Prostate cancer is normally slow growing, even if it is outside of the prostate. With a gleason 6 or 7 cancer, your father is likely to die of something else. With a Gleason 8-10 however, the cancer will be more aggressive and might be of some concern. However, the doubling time from 52.89 to 62.11 is about 2.1 years, which is indicative of a non-aggressive cancer of 6 or 7 gleason score, so this would support the decision to watch and wait.
Ask the doctor what the risk is for a 90 year old to have a biopsy, because that is one way to determine what the gleason score is. If the doctor thinks that your father is at risk from dying from the biopsy, then that is a reason to avoid it. Normally a biopsy caries a small risk of infection, and that too may be a reason to avoid a biopsy in a 90 year old.
What your doctor is doing is called watchful waiting. Watch the psa and any symptoms, and give palliative treatment if and when the cancer advances.
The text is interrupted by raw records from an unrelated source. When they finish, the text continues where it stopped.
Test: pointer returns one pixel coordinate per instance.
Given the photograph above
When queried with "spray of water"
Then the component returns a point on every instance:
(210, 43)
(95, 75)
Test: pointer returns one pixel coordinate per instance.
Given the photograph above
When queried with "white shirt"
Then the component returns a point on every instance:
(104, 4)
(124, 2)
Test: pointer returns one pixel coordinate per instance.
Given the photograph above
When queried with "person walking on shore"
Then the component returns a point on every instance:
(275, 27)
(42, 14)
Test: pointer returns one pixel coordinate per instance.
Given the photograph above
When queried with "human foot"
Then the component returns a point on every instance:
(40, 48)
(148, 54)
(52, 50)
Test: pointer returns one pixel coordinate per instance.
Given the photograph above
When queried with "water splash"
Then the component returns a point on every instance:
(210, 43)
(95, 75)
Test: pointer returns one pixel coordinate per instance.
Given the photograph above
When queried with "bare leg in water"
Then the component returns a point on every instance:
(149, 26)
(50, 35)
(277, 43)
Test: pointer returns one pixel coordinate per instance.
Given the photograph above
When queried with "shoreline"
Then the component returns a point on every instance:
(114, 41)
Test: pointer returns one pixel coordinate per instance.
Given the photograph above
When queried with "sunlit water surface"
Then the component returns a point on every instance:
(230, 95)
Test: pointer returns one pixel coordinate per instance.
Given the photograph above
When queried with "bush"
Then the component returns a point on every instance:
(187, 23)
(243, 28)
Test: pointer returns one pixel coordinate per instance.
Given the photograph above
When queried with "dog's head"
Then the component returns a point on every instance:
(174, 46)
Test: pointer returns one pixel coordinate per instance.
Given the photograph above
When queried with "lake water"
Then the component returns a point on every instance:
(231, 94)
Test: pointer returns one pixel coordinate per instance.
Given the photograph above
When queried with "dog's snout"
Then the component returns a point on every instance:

The cancer might not advance enough to cause problems, so no treatment would be given.
It is probably a reasonable decision as your doctor can watch the psa, and if and when your father has symptoms, your doctor can give Lupron/Casodex to lower the psa and keep the disease in check for many years. These drugs have their own side effects however, but watchful waiting is a somewhat conservative approach to the situation, and my guess is that it is the right answer.
RP for prostate cancer; Currently monitoring Ca status with psa tests, have undertaken diet changes and supplements to keep Ca in check. Interested in current diet and supplements that suppress cancer.